Originally conceived in the early 2000s during a period marked by illness, the works reflect a deeply personal inquiry into reality’s shifting nature. Taking inspiration from Fritjof Capra’s The Tao of Physics, Ahn’s approach mirrors the subatomic world—where matter behaves as both particle and wave—by inviting viewers to engage from multiple perspectives. Her folded mulberry paper and sumi ink installations create spatial illusions that cohere into a perfect circle only when viewed from a precise vantage point. From all other angles, the image dissolves. In this way, the works resist fixed meaning and ask for movement, attention, and presence.
In 2025, Ahn returns to the series from a different place—physically steadier and more grounded in her practice. This renewed engagement is not a departure but a return, part of the circular logic that defines the work itself. Her process remains unchanged: standing above the canvas, she spins and pours ink in meditative gestures that balance intention with surrender. These new works do not seek to outdo the earlier ones, but to echo and expand them—an ongoing cycle of inquiry through material and space.

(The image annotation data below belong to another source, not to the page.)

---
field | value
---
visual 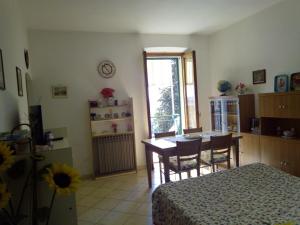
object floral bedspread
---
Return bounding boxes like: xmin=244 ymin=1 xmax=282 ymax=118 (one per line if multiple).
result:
xmin=152 ymin=163 xmax=300 ymax=225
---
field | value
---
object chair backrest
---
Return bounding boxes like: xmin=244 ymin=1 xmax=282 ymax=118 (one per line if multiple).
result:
xmin=154 ymin=131 xmax=176 ymax=138
xmin=183 ymin=127 xmax=202 ymax=134
xmin=210 ymin=134 xmax=232 ymax=151
xmin=176 ymin=138 xmax=202 ymax=157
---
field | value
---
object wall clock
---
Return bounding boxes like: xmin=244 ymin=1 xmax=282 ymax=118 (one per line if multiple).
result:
xmin=98 ymin=60 xmax=116 ymax=78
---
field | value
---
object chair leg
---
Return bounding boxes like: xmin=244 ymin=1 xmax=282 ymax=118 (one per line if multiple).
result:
xmin=158 ymin=162 xmax=162 ymax=184
xmin=197 ymin=166 xmax=200 ymax=177
xmin=212 ymin=163 xmax=216 ymax=173
xmin=187 ymin=170 xmax=191 ymax=178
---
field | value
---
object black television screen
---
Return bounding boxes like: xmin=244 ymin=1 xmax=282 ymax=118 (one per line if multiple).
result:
xmin=29 ymin=105 xmax=45 ymax=145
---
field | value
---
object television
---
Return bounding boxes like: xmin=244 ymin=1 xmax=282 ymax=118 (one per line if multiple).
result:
xmin=29 ymin=105 xmax=45 ymax=145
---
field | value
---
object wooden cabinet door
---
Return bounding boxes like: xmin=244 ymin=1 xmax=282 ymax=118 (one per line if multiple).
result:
xmin=283 ymin=93 xmax=300 ymax=119
xmin=260 ymin=135 xmax=282 ymax=169
xmin=240 ymin=133 xmax=261 ymax=165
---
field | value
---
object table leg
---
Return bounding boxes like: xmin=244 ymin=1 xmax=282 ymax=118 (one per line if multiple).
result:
xmin=163 ymin=155 xmax=170 ymax=183
xmin=234 ymin=139 xmax=240 ymax=167
xmin=145 ymin=145 xmax=152 ymax=188
xmin=149 ymin=152 xmax=154 ymax=170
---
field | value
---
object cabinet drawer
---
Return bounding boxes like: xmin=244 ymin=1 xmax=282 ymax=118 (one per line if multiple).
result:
xmin=240 ymin=133 xmax=261 ymax=165
xmin=259 ymin=93 xmax=300 ymax=119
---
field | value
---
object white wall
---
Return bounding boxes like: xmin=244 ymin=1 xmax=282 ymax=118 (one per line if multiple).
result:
xmin=29 ymin=31 xmax=210 ymax=175
xmin=0 ymin=0 xmax=28 ymax=132
xmin=209 ymin=0 xmax=300 ymax=114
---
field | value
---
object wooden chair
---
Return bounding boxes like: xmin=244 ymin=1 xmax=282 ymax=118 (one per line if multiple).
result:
xmin=154 ymin=131 xmax=176 ymax=184
xmin=183 ymin=127 xmax=202 ymax=134
xmin=204 ymin=134 xmax=232 ymax=172
xmin=170 ymin=139 xmax=202 ymax=180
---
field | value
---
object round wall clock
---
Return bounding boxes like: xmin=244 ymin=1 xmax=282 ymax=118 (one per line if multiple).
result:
xmin=98 ymin=60 xmax=116 ymax=78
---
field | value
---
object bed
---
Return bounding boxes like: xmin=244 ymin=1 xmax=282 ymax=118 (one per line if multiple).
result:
xmin=152 ymin=163 xmax=300 ymax=225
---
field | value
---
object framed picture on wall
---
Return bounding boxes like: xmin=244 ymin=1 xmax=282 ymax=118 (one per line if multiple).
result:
xmin=0 ymin=49 xmax=5 ymax=90
xmin=16 ymin=67 xmax=23 ymax=96
xmin=291 ymin=73 xmax=300 ymax=91
xmin=252 ymin=69 xmax=266 ymax=84
xmin=274 ymin=75 xmax=289 ymax=92
xmin=52 ymin=86 xmax=68 ymax=98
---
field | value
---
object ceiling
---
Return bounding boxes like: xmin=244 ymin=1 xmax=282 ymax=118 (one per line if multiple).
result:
xmin=19 ymin=0 xmax=281 ymax=34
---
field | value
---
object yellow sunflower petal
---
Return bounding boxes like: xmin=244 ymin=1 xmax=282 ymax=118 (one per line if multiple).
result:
xmin=0 ymin=142 xmax=14 ymax=173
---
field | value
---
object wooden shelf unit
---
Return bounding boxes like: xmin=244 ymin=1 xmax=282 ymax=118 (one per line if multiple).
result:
xmin=240 ymin=92 xmax=300 ymax=177
xmin=89 ymin=98 xmax=136 ymax=178
xmin=209 ymin=94 xmax=255 ymax=132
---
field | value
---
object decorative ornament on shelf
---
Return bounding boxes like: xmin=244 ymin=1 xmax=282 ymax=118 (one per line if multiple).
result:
xmin=111 ymin=123 xmax=118 ymax=133
xmin=217 ymin=80 xmax=231 ymax=96
xmin=235 ymin=82 xmax=247 ymax=95
xmin=100 ymin=88 xmax=115 ymax=106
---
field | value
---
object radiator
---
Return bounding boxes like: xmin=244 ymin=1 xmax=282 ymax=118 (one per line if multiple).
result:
xmin=93 ymin=134 xmax=136 ymax=176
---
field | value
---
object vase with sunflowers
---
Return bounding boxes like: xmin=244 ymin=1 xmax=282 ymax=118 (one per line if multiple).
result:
xmin=0 ymin=142 xmax=79 ymax=225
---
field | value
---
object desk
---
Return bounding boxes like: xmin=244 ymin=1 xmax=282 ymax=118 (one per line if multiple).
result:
xmin=142 ymin=132 xmax=242 ymax=188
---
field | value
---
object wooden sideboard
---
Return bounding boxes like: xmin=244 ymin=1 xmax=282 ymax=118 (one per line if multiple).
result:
xmin=240 ymin=133 xmax=300 ymax=177
xmin=259 ymin=92 xmax=300 ymax=119
xmin=240 ymin=92 xmax=300 ymax=177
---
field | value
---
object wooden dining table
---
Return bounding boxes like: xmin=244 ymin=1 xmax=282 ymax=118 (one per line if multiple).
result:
xmin=142 ymin=131 xmax=242 ymax=188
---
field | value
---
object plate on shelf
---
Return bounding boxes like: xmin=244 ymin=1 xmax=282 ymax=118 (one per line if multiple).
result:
xmin=183 ymin=134 xmax=201 ymax=139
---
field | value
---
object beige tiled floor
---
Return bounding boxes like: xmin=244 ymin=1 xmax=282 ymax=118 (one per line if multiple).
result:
xmin=76 ymin=163 xmax=209 ymax=225
xmin=76 ymin=170 xmax=160 ymax=225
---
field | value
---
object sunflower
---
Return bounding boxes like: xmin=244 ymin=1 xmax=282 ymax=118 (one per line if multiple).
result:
xmin=44 ymin=163 xmax=80 ymax=195
xmin=0 ymin=141 xmax=14 ymax=173
xmin=0 ymin=183 xmax=11 ymax=209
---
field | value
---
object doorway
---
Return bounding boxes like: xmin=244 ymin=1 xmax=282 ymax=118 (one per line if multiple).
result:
xmin=144 ymin=51 xmax=199 ymax=137
xmin=147 ymin=56 xmax=182 ymax=135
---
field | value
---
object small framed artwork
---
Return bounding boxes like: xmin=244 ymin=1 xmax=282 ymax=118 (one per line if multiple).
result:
xmin=291 ymin=73 xmax=300 ymax=91
xmin=252 ymin=69 xmax=266 ymax=84
xmin=52 ymin=86 xmax=68 ymax=98
xmin=0 ymin=49 xmax=5 ymax=90
xmin=274 ymin=75 xmax=289 ymax=92
xmin=16 ymin=67 xmax=23 ymax=96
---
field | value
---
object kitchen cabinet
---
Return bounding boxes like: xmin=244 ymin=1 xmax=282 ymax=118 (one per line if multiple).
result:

Several works in this exhibition take on a monumental scale, cascading across walls and bending onto the floor. These vast black forms—made from ink created through carbonized ash and animal glue—do not assert themselves, but absorb. They overwhelm not with loudness, but with quiet force, offering an atmosphere of stillness and depth. Like a field of darkness vibrating with potential, they suggest a void that is not empty but alive.

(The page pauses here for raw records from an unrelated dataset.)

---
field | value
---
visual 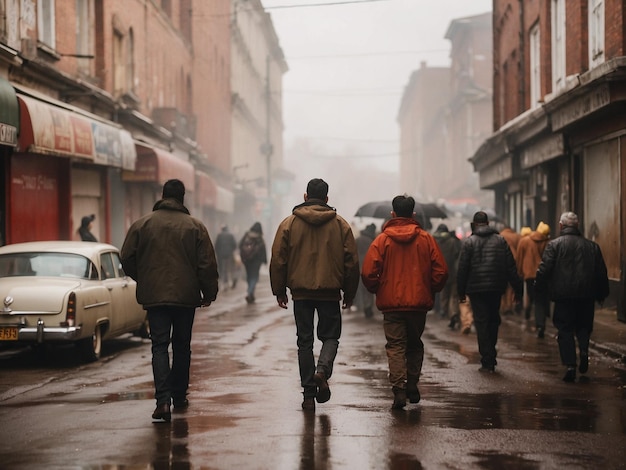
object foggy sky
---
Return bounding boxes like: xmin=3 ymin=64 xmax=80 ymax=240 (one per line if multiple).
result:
xmin=262 ymin=0 xmax=492 ymax=226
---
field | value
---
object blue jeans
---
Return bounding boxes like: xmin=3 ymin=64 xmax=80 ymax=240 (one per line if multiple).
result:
xmin=148 ymin=307 xmax=196 ymax=406
xmin=293 ymin=300 xmax=341 ymax=398
xmin=468 ymin=292 xmax=502 ymax=367
xmin=552 ymin=299 xmax=595 ymax=367
xmin=245 ymin=263 xmax=261 ymax=298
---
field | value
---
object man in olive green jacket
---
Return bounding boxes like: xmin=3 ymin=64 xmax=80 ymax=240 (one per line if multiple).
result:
xmin=270 ymin=178 xmax=360 ymax=411
xmin=120 ymin=180 xmax=218 ymax=421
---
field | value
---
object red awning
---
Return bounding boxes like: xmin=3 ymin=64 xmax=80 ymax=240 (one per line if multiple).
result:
xmin=122 ymin=143 xmax=196 ymax=192
xmin=17 ymin=94 xmax=136 ymax=169
xmin=195 ymin=171 xmax=217 ymax=207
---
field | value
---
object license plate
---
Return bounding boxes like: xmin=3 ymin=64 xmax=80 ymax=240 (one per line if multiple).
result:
xmin=0 ymin=326 xmax=17 ymax=341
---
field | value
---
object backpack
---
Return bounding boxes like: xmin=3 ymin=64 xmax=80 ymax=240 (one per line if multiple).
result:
xmin=239 ymin=236 xmax=259 ymax=263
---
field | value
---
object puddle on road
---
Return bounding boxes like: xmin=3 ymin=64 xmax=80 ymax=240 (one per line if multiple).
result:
xmin=404 ymin=389 xmax=626 ymax=434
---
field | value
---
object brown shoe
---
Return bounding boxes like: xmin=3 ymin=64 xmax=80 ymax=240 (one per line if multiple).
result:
xmin=152 ymin=403 xmax=172 ymax=423
xmin=313 ymin=372 xmax=330 ymax=403
xmin=391 ymin=390 xmax=406 ymax=410
xmin=302 ymin=397 xmax=315 ymax=411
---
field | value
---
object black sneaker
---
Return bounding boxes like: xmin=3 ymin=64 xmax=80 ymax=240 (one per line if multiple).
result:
xmin=152 ymin=403 xmax=172 ymax=423
xmin=172 ymin=398 xmax=189 ymax=411
xmin=313 ymin=372 xmax=330 ymax=403
xmin=391 ymin=390 xmax=406 ymax=410
xmin=302 ymin=397 xmax=315 ymax=411
xmin=406 ymin=386 xmax=422 ymax=403
xmin=563 ymin=367 xmax=576 ymax=382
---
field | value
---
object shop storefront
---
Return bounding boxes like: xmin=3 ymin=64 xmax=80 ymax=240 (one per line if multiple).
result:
xmin=6 ymin=86 xmax=136 ymax=243
xmin=0 ymin=78 xmax=20 ymax=246
xmin=122 ymin=142 xmax=196 ymax=229
xmin=471 ymin=59 xmax=626 ymax=321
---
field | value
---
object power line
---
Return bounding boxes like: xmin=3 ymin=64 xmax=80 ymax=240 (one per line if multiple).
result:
xmin=265 ymin=0 xmax=391 ymax=10
xmin=286 ymin=49 xmax=450 ymax=60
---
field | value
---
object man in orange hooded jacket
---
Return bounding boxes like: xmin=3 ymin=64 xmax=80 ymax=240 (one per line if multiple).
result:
xmin=361 ymin=195 xmax=448 ymax=409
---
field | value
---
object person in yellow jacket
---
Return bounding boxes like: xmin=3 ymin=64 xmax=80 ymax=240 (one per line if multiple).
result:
xmin=516 ymin=222 xmax=550 ymax=338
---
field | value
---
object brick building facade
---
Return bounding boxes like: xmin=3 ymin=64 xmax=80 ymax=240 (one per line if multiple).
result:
xmin=471 ymin=0 xmax=626 ymax=321
xmin=0 ymin=0 xmax=282 ymax=245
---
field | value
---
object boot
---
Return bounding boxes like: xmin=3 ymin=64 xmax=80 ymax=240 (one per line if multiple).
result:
xmin=391 ymin=388 xmax=406 ymax=410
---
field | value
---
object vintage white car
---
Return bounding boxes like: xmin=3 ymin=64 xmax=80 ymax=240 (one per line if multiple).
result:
xmin=0 ymin=241 xmax=148 ymax=361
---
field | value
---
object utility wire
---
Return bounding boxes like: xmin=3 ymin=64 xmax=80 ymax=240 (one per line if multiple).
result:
xmin=265 ymin=0 xmax=391 ymax=10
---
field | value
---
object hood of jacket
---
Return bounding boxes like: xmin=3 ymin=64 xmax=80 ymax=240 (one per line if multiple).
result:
xmin=293 ymin=199 xmax=337 ymax=226
xmin=472 ymin=225 xmax=500 ymax=237
xmin=383 ymin=217 xmax=422 ymax=244
xmin=152 ymin=198 xmax=189 ymax=214
xmin=528 ymin=230 xmax=548 ymax=242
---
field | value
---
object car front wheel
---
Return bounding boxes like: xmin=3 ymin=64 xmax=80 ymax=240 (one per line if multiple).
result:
xmin=77 ymin=326 xmax=102 ymax=362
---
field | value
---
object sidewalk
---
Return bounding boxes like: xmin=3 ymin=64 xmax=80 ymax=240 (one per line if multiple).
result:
xmin=502 ymin=308 xmax=626 ymax=364
xmin=591 ymin=308 xmax=626 ymax=364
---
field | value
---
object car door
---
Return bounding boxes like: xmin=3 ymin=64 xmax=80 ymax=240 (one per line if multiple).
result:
xmin=100 ymin=252 xmax=136 ymax=336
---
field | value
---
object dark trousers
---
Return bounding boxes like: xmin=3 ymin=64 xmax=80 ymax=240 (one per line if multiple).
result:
xmin=293 ymin=300 xmax=341 ymax=398
xmin=552 ymin=299 xmax=595 ymax=367
xmin=383 ymin=312 xmax=426 ymax=390
xmin=469 ymin=292 xmax=502 ymax=367
xmin=526 ymin=279 xmax=550 ymax=329
xmin=148 ymin=307 xmax=196 ymax=405
xmin=244 ymin=262 xmax=261 ymax=299
xmin=217 ymin=254 xmax=235 ymax=286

Inspired by the metaphysics of Zen and the paradoxes of modern physics, Ahn’s work explores how meaning shifts depending on where we stand. What may seem fragmented or uncertain can reveal a quiet coherence when approached from the right place—reminding us that perception is not fixed, but always in motion.

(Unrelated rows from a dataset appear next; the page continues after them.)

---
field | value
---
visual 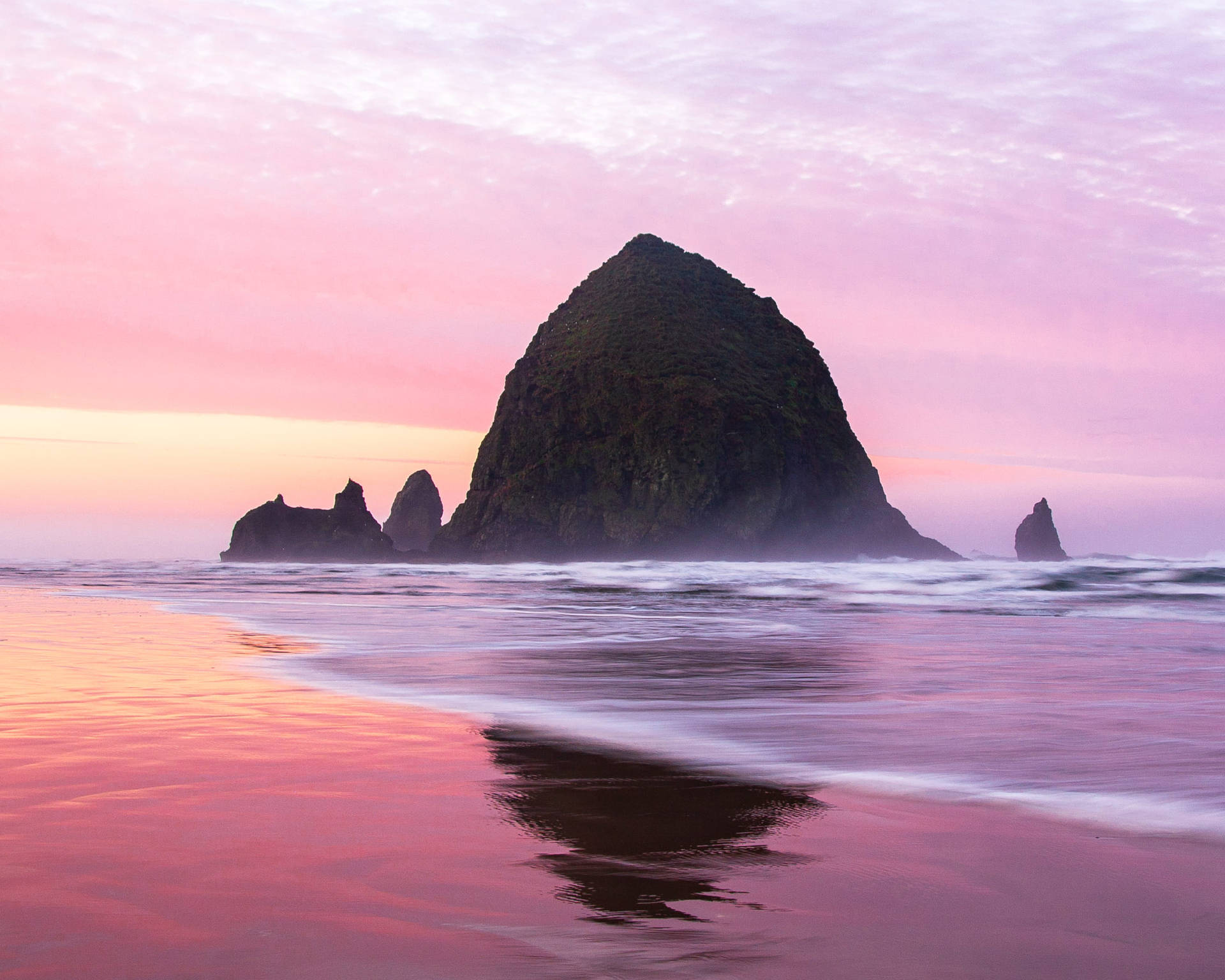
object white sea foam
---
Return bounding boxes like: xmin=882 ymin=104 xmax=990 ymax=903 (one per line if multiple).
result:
xmin=10 ymin=559 xmax=1225 ymax=839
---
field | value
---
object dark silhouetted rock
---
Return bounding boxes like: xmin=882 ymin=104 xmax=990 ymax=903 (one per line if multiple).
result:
xmin=1017 ymin=498 xmax=1067 ymax=561
xmin=383 ymin=469 xmax=442 ymax=551
xmin=222 ymin=480 xmax=397 ymax=561
xmin=431 ymin=235 xmax=957 ymax=560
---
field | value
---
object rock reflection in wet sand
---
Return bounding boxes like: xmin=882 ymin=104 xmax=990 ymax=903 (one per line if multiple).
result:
xmin=482 ymin=727 xmax=824 ymax=925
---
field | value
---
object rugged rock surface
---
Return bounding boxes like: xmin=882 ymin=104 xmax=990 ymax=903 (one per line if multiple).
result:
xmin=222 ymin=480 xmax=397 ymax=561
xmin=383 ymin=469 xmax=442 ymax=551
xmin=431 ymin=235 xmax=957 ymax=560
xmin=1016 ymin=498 xmax=1067 ymax=561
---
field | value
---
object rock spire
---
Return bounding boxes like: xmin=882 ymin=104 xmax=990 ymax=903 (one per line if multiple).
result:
xmin=1016 ymin=498 xmax=1067 ymax=561
xmin=383 ymin=469 xmax=442 ymax=551
xmin=222 ymin=480 xmax=396 ymax=561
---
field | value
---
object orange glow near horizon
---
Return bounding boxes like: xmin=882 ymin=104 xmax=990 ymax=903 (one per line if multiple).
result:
xmin=0 ymin=406 xmax=482 ymax=536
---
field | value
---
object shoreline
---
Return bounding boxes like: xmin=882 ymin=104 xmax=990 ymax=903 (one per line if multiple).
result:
xmin=0 ymin=588 xmax=1225 ymax=980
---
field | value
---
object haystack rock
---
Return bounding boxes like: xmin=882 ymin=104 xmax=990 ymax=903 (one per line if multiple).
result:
xmin=431 ymin=235 xmax=957 ymax=560
xmin=383 ymin=469 xmax=442 ymax=551
xmin=1016 ymin=498 xmax=1067 ymax=561
xmin=222 ymin=480 xmax=397 ymax=561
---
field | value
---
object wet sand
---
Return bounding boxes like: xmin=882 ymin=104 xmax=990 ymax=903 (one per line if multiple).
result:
xmin=0 ymin=590 xmax=1225 ymax=980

Ahn’s practice is rooted in Korean ink painting and informed by her academic background—she holds MFAs from both Seoul National University and the Maryland Institute College of Art. Her work has been shown at institutions including the Brooklyn Museum (2024), National Museum of Modern and Contemporary Art (Seoul), Jordan Schnitzer Museum of Art, Hudson River Museum, and Hello Museum (Seoul), and is held in major collections such as MMCA Korea, Princeton University Art Museum, and Hudson River Museum. She has received awards from the Pollock-Krasner Foundation, CUE Art Foundation, and AHL Foundation, among others. With a practice that bridges tradition, science, and philosophy, Ahn creates not objects, but environments—spaces of awareness where viewers become participants in a living, perceptual field.